Tuesday, March 18, 2025

i.m. John Seed (with links to posts on his work)

 I am saddened to hear of the death of John Seed, a good friend and an underrated poet. I knew him best in the 1990s in London, where we would meet to discuss politics, history (note his ‘other’ career as a historian, and his Marx for the Perplexed has nurtured me often from my naïve perplexity), and (of course) poetry and poetics. And academic life. (He was one of those who encouraged me to try to get (back) into teaching in HE.) He was an attendee at the many events we held in London, including the (near) legendary Smallest Poetry Festival in the World in 1994 (and he wrote one of his more nebulous pieces after one of these parties).

We also collaborated on Transit Depots/Empty Diaries (with John Seed [text] and Patricia Farrell [images]), London: Ship of Fools, 1993, now a rare book. One of these poems, ‘Empty Diary 1926’, is featured in one of the posts that follow.

 

(John reading at the 2005 Poetry Buzz.)

His poetry ranged from the Objectivist lyrical to the Objectivist collagist (i.e., from Oppen to Reznikoff) and I wrote about most of it, both in my book The Meaning of Form and in a series of articles, AND some of the early working notes of these (with the usual asides and digressions) appeared on this blog.  

I am thinking of Kath and any other family there might be (I stayed with John at his mother’s home in Durham, but they were in London, in a weird swap of locations.) Today is the funeral, which I am unable to attend.
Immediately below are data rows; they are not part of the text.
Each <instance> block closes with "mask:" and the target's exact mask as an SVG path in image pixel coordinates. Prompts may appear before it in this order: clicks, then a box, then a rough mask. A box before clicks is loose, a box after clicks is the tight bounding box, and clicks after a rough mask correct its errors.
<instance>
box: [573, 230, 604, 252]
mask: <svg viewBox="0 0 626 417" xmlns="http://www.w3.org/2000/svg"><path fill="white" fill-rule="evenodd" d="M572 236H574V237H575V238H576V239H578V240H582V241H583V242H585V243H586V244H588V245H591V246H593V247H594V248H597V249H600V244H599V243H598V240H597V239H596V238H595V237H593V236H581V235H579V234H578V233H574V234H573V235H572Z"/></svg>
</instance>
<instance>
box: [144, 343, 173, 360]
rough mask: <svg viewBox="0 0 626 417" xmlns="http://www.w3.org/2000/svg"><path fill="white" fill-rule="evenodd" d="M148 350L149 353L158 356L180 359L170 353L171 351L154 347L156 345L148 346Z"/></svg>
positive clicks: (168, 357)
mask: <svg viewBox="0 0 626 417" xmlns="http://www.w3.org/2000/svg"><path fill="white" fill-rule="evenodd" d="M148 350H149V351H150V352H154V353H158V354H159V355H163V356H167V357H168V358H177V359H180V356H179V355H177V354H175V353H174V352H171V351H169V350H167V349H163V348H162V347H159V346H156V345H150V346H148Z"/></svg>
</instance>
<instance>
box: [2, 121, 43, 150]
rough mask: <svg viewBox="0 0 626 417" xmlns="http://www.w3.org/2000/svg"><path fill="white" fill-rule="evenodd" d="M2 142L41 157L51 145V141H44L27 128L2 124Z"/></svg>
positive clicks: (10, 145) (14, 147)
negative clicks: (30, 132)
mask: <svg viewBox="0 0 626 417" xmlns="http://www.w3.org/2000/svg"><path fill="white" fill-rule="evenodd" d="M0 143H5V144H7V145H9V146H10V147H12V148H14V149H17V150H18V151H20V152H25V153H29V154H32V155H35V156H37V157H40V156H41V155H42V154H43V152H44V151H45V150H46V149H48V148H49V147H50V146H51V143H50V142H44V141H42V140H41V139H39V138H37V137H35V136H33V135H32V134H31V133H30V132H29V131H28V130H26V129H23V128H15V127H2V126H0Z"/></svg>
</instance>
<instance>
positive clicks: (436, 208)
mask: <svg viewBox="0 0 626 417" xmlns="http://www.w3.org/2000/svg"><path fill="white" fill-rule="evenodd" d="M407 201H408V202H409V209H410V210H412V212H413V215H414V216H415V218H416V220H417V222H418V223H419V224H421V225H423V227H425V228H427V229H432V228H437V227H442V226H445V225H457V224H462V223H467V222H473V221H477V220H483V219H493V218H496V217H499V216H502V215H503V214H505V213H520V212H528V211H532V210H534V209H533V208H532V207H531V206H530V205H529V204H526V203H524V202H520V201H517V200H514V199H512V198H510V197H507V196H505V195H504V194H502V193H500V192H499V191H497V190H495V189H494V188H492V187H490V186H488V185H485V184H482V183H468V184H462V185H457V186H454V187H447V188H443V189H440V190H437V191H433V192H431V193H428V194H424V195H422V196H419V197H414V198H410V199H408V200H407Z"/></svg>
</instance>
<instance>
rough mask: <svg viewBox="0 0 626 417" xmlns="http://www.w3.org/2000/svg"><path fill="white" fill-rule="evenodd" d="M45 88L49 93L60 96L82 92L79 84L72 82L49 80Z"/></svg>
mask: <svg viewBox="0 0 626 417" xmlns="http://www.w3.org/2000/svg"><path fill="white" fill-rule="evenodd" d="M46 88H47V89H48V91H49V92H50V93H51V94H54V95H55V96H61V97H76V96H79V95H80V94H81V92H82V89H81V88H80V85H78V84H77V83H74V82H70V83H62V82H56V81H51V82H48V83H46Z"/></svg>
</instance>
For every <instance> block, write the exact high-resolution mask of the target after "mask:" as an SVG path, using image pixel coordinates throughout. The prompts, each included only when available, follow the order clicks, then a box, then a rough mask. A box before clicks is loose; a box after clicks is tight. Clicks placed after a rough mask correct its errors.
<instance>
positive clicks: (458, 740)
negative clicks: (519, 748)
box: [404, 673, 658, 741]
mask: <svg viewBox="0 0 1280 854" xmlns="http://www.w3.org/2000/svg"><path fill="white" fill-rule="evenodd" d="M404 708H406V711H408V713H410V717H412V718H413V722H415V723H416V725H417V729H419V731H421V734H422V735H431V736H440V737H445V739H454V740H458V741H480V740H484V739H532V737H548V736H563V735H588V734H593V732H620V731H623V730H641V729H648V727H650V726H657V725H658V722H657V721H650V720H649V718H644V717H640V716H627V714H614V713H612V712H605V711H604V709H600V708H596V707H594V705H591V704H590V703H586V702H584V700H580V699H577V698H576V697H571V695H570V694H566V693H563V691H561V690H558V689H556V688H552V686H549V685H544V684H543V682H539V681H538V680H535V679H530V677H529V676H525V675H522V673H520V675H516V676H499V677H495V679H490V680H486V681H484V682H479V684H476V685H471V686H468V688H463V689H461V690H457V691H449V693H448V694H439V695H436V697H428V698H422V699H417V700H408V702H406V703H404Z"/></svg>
This post announces my essay in the rather good Poetry and Praxis ‘After’ Objectivism: 

Pages: Robert Sheppard: Essay on John Seed in Poetry and Praxis 'After' Objectivism

This post deals with the Objectivist lyric inheritance in his early poems (a New and Selectedis available from Shearsman, as are other of his books: Seed, John).
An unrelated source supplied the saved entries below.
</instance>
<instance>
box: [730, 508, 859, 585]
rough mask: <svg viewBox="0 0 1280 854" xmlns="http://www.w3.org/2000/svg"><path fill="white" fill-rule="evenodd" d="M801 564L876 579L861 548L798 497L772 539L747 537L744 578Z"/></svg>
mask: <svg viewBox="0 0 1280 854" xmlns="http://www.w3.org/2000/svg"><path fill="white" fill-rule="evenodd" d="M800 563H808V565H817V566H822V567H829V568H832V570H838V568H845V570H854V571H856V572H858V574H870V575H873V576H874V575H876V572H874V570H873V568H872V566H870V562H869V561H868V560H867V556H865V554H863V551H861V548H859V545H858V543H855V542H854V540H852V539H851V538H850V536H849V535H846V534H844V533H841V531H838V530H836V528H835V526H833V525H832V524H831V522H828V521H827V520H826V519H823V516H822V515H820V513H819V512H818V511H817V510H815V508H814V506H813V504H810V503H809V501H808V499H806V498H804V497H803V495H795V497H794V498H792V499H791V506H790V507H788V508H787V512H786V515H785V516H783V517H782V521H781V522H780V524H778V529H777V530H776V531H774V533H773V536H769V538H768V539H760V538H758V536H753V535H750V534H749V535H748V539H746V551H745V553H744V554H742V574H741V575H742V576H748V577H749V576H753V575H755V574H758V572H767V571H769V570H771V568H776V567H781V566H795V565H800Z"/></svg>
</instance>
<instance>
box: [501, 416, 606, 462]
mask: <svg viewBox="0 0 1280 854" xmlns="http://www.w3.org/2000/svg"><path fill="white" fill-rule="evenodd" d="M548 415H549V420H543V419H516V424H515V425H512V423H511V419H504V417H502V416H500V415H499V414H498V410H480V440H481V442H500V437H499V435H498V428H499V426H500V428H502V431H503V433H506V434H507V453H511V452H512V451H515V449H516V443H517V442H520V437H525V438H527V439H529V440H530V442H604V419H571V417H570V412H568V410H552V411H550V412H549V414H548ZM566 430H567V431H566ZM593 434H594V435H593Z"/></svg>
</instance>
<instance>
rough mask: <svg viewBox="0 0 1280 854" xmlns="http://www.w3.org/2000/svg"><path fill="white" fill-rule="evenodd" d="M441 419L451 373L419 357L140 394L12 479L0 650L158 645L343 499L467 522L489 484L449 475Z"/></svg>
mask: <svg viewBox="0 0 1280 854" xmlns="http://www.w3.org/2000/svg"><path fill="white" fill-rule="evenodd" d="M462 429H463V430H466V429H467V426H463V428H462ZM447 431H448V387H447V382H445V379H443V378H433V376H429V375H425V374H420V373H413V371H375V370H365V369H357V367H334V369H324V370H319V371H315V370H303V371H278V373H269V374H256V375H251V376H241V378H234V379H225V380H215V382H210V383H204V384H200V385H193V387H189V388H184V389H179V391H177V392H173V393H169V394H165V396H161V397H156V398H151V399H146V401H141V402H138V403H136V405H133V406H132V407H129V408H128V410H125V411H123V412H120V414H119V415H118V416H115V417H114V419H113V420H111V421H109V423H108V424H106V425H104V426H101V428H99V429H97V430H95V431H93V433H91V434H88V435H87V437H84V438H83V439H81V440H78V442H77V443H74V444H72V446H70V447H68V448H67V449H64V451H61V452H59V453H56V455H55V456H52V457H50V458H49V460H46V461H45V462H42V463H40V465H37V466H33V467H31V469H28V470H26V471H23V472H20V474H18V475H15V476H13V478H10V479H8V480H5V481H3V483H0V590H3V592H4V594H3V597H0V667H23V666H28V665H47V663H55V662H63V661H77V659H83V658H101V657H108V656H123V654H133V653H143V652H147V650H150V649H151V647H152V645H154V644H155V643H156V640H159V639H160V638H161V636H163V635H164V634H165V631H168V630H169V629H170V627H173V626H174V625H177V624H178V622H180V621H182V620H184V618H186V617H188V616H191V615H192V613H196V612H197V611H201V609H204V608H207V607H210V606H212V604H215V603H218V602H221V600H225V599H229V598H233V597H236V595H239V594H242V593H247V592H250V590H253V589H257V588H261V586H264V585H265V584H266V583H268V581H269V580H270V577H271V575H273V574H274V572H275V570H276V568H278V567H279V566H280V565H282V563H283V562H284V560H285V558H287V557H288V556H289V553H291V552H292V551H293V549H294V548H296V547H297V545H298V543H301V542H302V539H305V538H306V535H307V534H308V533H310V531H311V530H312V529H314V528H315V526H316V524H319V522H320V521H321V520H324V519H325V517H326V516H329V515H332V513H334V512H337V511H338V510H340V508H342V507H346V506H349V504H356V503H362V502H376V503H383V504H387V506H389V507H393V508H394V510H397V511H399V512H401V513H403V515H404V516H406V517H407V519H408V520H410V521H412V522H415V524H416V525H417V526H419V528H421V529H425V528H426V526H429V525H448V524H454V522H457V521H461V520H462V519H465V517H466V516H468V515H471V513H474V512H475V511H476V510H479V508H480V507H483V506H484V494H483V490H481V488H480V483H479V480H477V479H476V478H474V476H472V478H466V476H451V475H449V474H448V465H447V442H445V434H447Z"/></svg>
http://robertsheppard.blogspot.co.uk/2014/11/robert-sheppsrd-john-seeds-lyric-poems.html 

But there are even earlier poems! Manchester: August 16th & 17th 1819  was a ‘lost’ manuscript and was published by Intercapillary Spaces in 2013, and is a poem from 1973, about the Peterloo Massacre (before he’d read Shelley on the subject, interestingly). I write about it here: 

http://robertsheppard.blogspot.co.uk/2014/11/robert-sheppard-objectivism-and-john.html

Here I write about John Seed’s poetics, using Objectivist ideas and Barthes’ notion of the ‘punctum’ (a connection John makes himself):

http://robertsheppard.blogspot.co.uk/2014/11/robert-sheppard-punctum-punctuation-and.html

Slightly earlier posts (in preparation for his appearance in The Meaning of Form as a foil to conceptual writing, which the kind of citational work John was pursuing in Pictures from Mayhew (and later works) superficially resembles) are here:

Pages: Robert Sheppard: Poetic Form as Forms of Meaning: Base Material and the Signet of Form in John Seed’s Pictures from Mayhew

A poem from Seed’s Pictures from Mayhew was published on this blogzine, here.

John was a great critic of Thatcherism and Industrial Decline and Poverty. His view of ‘England’ both as a historian (a Marxist critic of the Manchester bourgeoisie, and also of Liverpool (I’ve still got one of his articles on William Roscoe)) and as a poet were central to his 1980s and 1990s work, which I write about here. This has ‘Empty Diary 1926’ appended to it: 

http://robertsheppard.blogspot.co.uk/2014/11/robert-sheppard-john-seed-englands.html

Finally, he is remembered as one of the attendees of the 1994 Smallest Poetry Festival in the World, in a quite recent post:

Pages: Remembering The Smallest Poetry Festival in the World 3rd December 1994           

All in all, there’s a lot here about the various aspects of John’s work. I’m pleased to have covered most of it.

I’m sad too, when I think of a passage in Words Out of Time where I remark: ‘John Seed starts up a conversation that was interrupted 12, 23 years ago, was it?’ The next part of that rare conversation has been silenced forever.